TheBloke/MPT-7B-Instruct-GGML · Support for Langchain Intergration

May 22, 2023

Is it possible to load this quantised model for integration to a Langchain via langchain's HuggingFace Local Pipeline Integration? The original MPT-7B-Instruct could be loaded in a similar fashion.

TheBloke

Owner May 22, 2023

Check out ctransformers. This has LangChain integration and supports CPU inference on these GGML MPT models.

vsns

May 22, 2023

•

edited May 22, 2023

My partial code with this model, rest can be referred from langchain and ctranformers docs. It works well.

from langchain.vectorstores import FAISS
from ctransformers.langchain import CTransformers
from langchain.chains import RetrievalQA
from langchain.embeddings import HuggingFaceInstructEmbeddings

llm = CTransformers(model='D:\\Ai\\models\\MPT-7B-Instruct-GGML\\mpt-7b-instruct.ggmlv3.q5_0.bin', 
                    model_type='mpt')

instructor_embeddings = HuggingFaceInstructEmbeddings(model_name="sentence-transformers/all-MiniLM-L6-v2", 
                                                      model_kwargs={"device": "cpu"})

db = FAISS.load_local("faiss_index", instructor_embeddings)
retriever = db.as_retriever(search_kwargs={"k": 3})

qa_chain = RetrievalQA.from_chain_type(llm=llm, 
                                  chain_type="stuff", 
                                  retriever=retriever)

yunus-emre

Jun 13, 2023

•

edited Jun 13, 2023

If this code is used with the llama-65B-GGML model, qa_chain.run method is takes a very long time. How to solve this problem?

nicoleds

Jun 20, 2023

My partial code with this model, rest can be referred from langchain and ctranformers docs. It works well.

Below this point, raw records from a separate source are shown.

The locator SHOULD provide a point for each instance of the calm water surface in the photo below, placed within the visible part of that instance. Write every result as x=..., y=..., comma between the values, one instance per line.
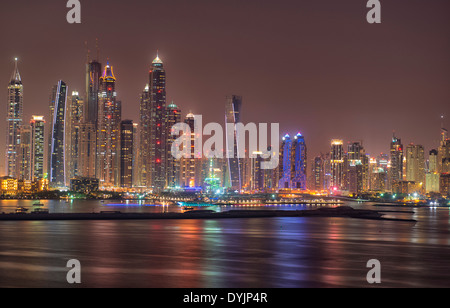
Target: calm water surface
x=256, y=252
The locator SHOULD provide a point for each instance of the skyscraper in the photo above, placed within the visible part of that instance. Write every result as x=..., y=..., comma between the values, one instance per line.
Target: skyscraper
x=299, y=161
x=23, y=163
x=37, y=147
x=14, y=118
x=432, y=175
x=144, y=138
x=233, y=116
x=89, y=125
x=173, y=116
x=337, y=164
x=285, y=159
x=126, y=153
x=75, y=120
x=109, y=116
x=415, y=164
x=57, y=168
x=153, y=127
x=293, y=157
x=396, y=156
x=188, y=172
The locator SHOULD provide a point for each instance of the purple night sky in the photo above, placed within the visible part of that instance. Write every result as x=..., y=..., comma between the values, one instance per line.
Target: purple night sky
x=314, y=66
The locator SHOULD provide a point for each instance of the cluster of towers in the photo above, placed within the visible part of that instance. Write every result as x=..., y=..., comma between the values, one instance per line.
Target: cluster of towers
x=405, y=169
x=86, y=138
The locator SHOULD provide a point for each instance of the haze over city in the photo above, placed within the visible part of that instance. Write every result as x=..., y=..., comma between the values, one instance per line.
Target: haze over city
x=317, y=68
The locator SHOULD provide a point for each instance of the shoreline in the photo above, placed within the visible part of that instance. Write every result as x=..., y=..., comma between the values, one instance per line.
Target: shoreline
x=342, y=211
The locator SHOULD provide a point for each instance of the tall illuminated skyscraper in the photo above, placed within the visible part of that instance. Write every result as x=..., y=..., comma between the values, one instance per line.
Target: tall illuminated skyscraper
x=156, y=163
x=88, y=127
x=173, y=116
x=37, y=147
x=23, y=163
x=188, y=165
x=337, y=164
x=109, y=116
x=299, y=162
x=285, y=159
x=57, y=168
x=293, y=157
x=126, y=153
x=75, y=120
x=144, y=138
x=14, y=119
x=396, y=156
x=415, y=164
x=233, y=110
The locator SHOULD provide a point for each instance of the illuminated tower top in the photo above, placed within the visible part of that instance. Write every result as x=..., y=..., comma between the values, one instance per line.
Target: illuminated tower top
x=15, y=78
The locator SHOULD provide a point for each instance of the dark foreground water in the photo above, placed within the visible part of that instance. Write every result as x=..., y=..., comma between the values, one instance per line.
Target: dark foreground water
x=235, y=253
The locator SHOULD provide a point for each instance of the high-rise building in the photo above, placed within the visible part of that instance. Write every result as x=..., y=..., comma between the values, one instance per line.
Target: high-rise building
x=415, y=164
x=109, y=116
x=126, y=153
x=293, y=157
x=57, y=168
x=233, y=109
x=14, y=118
x=396, y=156
x=337, y=164
x=89, y=125
x=144, y=139
x=285, y=159
x=188, y=166
x=156, y=160
x=173, y=116
x=443, y=157
x=432, y=175
x=299, y=161
x=37, y=147
x=318, y=171
x=93, y=75
x=357, y=169
x=75, y=120
x=23, y=163
x=136, y=161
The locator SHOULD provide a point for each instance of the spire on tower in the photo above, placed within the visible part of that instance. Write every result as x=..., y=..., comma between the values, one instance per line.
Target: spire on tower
x=15, y=78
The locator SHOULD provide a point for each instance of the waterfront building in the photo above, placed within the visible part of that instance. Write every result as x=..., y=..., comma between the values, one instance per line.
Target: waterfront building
x=190, y=167
x=57, y=153
x=172, y=117
x=155, y=158
x=432, y=177
x=396, y=158
x=337, y=164
x=126, y=153
x=294, y=162
x=37, y=147
x=14, y=119
x=75, y=120
x=109, y=116
x=84, y=185
x=415, y=164
x=23, y=163
x=233, y=110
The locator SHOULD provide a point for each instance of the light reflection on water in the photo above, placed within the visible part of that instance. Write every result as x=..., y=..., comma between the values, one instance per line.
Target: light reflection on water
x=256, y=252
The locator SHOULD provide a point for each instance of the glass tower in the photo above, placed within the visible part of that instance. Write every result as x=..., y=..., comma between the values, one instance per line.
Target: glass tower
x=57, y=168
x=14, y=114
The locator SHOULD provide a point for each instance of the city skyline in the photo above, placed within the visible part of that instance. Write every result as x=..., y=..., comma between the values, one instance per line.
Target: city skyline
x=311, y=106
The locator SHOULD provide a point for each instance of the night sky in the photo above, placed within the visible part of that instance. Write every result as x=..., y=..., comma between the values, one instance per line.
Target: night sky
x=314, y=66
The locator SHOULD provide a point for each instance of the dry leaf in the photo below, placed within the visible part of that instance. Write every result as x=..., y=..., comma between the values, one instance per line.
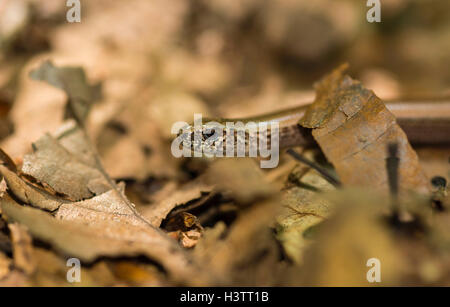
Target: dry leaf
x=79, y=236
x=157, y=212
x=22, y=248
x=303, y=209
x=73, y=81
x=353, y=128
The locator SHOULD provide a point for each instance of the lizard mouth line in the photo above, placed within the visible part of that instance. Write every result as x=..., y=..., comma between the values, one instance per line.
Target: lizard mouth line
x=227, y=139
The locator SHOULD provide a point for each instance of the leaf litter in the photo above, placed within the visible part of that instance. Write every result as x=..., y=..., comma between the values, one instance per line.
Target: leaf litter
x=199, y=221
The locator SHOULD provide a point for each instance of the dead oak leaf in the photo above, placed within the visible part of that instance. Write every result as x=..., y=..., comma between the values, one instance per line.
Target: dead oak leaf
x=54, y=165
x=354, y=128
x=74, y=82
x=88, y=240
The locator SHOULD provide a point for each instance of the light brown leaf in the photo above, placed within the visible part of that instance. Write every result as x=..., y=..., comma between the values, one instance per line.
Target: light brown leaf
x=354, y=128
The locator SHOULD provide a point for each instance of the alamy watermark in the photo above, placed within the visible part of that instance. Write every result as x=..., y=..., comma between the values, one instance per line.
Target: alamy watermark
x=74, y=13
x=374, y=273
x=374, y=13
x=232, y=139
x=74, y=273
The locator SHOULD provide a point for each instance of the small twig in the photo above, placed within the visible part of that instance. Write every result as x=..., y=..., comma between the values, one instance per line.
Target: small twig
x=392, y=162
x=330, y=178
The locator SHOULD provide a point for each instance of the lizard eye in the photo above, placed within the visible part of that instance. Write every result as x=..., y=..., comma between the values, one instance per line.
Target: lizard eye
x=208, y=134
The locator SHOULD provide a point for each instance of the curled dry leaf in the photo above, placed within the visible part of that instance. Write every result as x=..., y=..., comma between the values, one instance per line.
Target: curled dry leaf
x=242, y=178
x=73, y=81
x=347, y=240
x=22, y=248
x=63, y=171
x=28, y=193
x=354, y=128
x=157, y=212
x=303, y=209
x=77, y=234
x=5, y=266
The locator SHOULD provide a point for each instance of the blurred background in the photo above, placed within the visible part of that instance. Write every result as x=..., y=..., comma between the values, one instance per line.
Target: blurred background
x=160, y=61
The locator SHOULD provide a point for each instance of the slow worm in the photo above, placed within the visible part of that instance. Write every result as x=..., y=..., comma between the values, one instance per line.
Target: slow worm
x=424, y=122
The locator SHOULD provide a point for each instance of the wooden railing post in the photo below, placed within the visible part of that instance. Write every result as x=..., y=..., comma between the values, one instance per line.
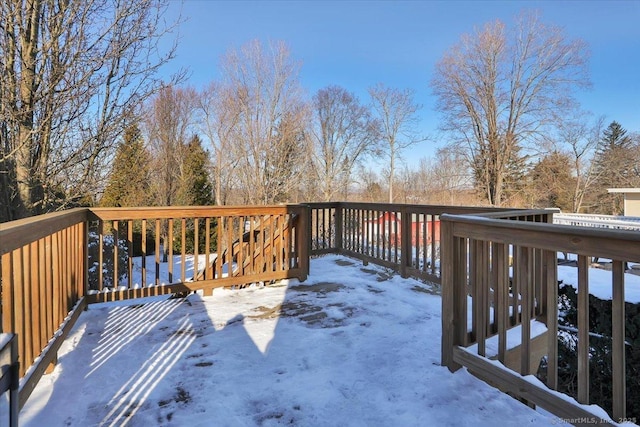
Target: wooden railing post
x=303, y=241
x=449, y=332
x=339, y=226
x=405, y=241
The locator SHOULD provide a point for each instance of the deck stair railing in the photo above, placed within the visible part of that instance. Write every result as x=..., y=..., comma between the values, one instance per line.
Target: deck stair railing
x=499, y=275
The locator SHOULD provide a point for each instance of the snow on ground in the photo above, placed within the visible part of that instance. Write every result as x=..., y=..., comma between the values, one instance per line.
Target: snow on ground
x=351, y=346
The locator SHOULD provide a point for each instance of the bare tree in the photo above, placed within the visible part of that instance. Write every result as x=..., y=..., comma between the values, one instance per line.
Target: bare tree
x=270, y=140
x=498, y=92
x=72, y=73
x=221, y=111
x=397, y=113
x=579, y=140
x=445, y=179
x=344, y=133
x=169, y=124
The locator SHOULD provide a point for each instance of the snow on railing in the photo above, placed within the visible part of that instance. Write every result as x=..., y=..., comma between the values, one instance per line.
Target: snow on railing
x=598, y=221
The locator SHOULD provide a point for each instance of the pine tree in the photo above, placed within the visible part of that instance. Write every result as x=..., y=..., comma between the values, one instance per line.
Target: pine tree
x=128, y=183
x=195, y=189
x=614, y=164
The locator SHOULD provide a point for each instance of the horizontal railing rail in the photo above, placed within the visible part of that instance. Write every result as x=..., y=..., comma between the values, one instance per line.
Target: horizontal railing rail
x=402, y=237
x=508, y=271
x=183, y=249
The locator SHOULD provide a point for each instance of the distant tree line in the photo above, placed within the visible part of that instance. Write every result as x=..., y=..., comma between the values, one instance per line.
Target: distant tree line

from langchain.vectorstores import FAISS
from ctransformers.langchain import CTransformers
from langchain.chains import RetrievalQA
from langchain.embeddings import HuggingFaceInstructEmbeddings

llm = CTransformers(model='D:\\Ai\\models\\MPT-7B-Instruct-GGML\\mpt-7b-instruct.ggmlv3.q5_0.bin', 
                    model_type='mpt')

instructor_embeddings = HuggingFaceInstructEmbeddings(model_name="sentence-transformers/all-MiniLM-L6-v2", 
                                                      model_kwargs={"device": "cpu"})

db = FAISS.load_local("faiss_index", instructor_embeddings)
retriever = db.as_retriever(search_kwargs={"k": 3})

qa_chain = RetrievalQA.from_chain_type(llm=llm, 
                                  chain_type="stuff", 
                                  retriever=retriever)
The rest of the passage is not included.